Northern Ireland was the best performing area for the second year running, with prices up 7.1% over the year. Scotland recorded a 4.4% increase in 2024, whilst Wales saw a 2.7% year-on-year rise.

Across England overall, prices were up 3.1%, compared with Q4 2024. There was a clear north-south divide in house price performance in 2024 as Northern England (comprising North, North West, Yorkshire & The Humber, East Midlands and West Midlands) continued to outperform southern England, with prices up 4.9% year on year. The North was the best performing English region, with prices up 5.9% year on year.

Southern England (South West, Outer South East, Outer Metropolitan, London and East Anglia) saw a 2.2% year-on-year rise. The South West was the best performing southern region with annual price growth of 2.7%. East Anglia was the weakest performing UK region in 2024, with a modest 0.5% annual increase.

House prices increased by 0.7% month on month, after taking account of seasonal effects, following a 1.2% rise in November.

Looking back on 2024, Nationwide’s chief economist Robert Gardner said: “Mortgage market activity and house prices proved surprisingly resilient in 2024 given the ongoing affordability challenges facing potential buyers. At the start of the year, house prices remained high relative to average earnings, which meant that the deposit hurdle remained high for prospective first-time buyers.

“This is a challenge that had been made worse by record rates of rental growth in recent years, which has hampered the ability of many in the private rented sector to save.”

He added: “Moreover, for many of those with sufficient savings for a deposit, meeting monthly payments was a stretch because borrowing costs remained well above those prevailing in the aftermath of the pandemic. For example, a typical mortgage rate for someone with a 25% deposit hovered around 4.5% for much of the year, three times the 1.5% prevailing in late 2021, before the Bank of England started to raise the Bank Rate.

“As a result, it was encouraging that activity levels in the housing market increased over the course of 2024 with the number of mortgages approved for house purchase each month rising above pre-pandemic levels towards the end of the year.”

Commenting on the latest data from Nationwide April Mortgages director Rachael Hunnisett said: “Closing 2024 with another month of house price growth is a positive note for the industry, marking a year of resilience and recovery.

“The previous set of house price figures from Nationwide showed the fastest rate of growth in two years, so this latest data highlights just how robust the market is.

“The outlook for early 2025 looks promising, with activity expected to rise as homeowners rush to complete transactions ahead of April’s stamp duty deadline. An increase in property listings could also foster more competitive pricing, offering buyers greater flexibility.

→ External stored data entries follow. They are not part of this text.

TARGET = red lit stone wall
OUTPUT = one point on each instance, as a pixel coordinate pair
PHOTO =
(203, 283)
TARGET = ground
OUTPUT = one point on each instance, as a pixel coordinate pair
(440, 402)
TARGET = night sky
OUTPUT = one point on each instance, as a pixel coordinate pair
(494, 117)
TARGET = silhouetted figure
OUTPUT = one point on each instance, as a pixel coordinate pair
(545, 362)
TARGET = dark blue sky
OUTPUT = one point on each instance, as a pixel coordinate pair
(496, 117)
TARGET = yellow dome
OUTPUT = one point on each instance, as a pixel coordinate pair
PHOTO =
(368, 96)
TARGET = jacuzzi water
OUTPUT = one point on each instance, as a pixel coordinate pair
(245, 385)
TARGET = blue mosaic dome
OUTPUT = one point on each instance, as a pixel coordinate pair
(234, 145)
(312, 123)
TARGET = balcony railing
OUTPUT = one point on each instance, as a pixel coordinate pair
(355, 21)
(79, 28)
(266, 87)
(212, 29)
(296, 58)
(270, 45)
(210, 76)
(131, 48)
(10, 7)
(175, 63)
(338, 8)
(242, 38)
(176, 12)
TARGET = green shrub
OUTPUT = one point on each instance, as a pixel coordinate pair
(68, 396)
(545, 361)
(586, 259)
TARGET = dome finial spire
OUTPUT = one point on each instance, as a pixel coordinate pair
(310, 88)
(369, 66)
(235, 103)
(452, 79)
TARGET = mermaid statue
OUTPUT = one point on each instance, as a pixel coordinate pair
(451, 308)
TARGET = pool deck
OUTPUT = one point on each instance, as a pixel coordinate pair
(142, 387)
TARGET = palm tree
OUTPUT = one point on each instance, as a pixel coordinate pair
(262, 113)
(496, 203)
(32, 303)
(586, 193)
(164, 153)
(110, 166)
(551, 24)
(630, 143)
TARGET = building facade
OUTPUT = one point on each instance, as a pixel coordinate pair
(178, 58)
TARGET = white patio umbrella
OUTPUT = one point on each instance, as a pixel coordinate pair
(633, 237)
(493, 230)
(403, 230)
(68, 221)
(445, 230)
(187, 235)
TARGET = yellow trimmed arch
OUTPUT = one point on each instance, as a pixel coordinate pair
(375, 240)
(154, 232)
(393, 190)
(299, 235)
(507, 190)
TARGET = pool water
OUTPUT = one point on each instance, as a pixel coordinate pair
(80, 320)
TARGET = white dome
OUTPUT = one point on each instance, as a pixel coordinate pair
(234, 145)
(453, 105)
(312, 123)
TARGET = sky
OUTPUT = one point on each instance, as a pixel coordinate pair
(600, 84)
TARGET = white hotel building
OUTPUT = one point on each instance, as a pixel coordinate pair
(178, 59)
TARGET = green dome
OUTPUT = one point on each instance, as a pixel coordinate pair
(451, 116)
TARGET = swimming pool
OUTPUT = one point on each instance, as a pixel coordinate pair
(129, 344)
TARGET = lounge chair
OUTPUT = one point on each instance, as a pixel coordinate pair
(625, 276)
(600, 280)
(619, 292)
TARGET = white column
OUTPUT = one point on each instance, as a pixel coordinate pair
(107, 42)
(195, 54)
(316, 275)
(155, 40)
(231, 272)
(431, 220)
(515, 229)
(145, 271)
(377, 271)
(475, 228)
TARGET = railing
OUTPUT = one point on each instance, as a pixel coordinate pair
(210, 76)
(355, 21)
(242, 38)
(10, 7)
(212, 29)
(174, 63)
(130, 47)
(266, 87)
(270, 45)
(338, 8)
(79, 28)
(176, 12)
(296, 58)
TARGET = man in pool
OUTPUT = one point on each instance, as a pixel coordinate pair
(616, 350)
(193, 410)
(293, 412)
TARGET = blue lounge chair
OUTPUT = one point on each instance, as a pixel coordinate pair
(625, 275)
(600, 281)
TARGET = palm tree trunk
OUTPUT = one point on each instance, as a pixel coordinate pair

She added: “Recent interest rate cuts have significantly boosted buyer confidence, playing a key role in the recovery of house prices throughout 2024. If inflation remains stable and rates continue to fall, the housing market could see even more momentum in the coming months.”

MT Finance director Tomer Aboody largely echoed this view: “As 2024 came to a close, sentiment remained pretty strong.

“We have seen an increase in prices year-on-year, mostly due to the rate cuts which have made affordability easier and in turn, have brought more buyers and sellers back into the fold. Higher transaction levels have also made the market more buoyant.

“With the stamp duty concession ending in March, 2025 as a whole might not be as positive as everyone hopes but another rate cut early in the year could help ease any pain.”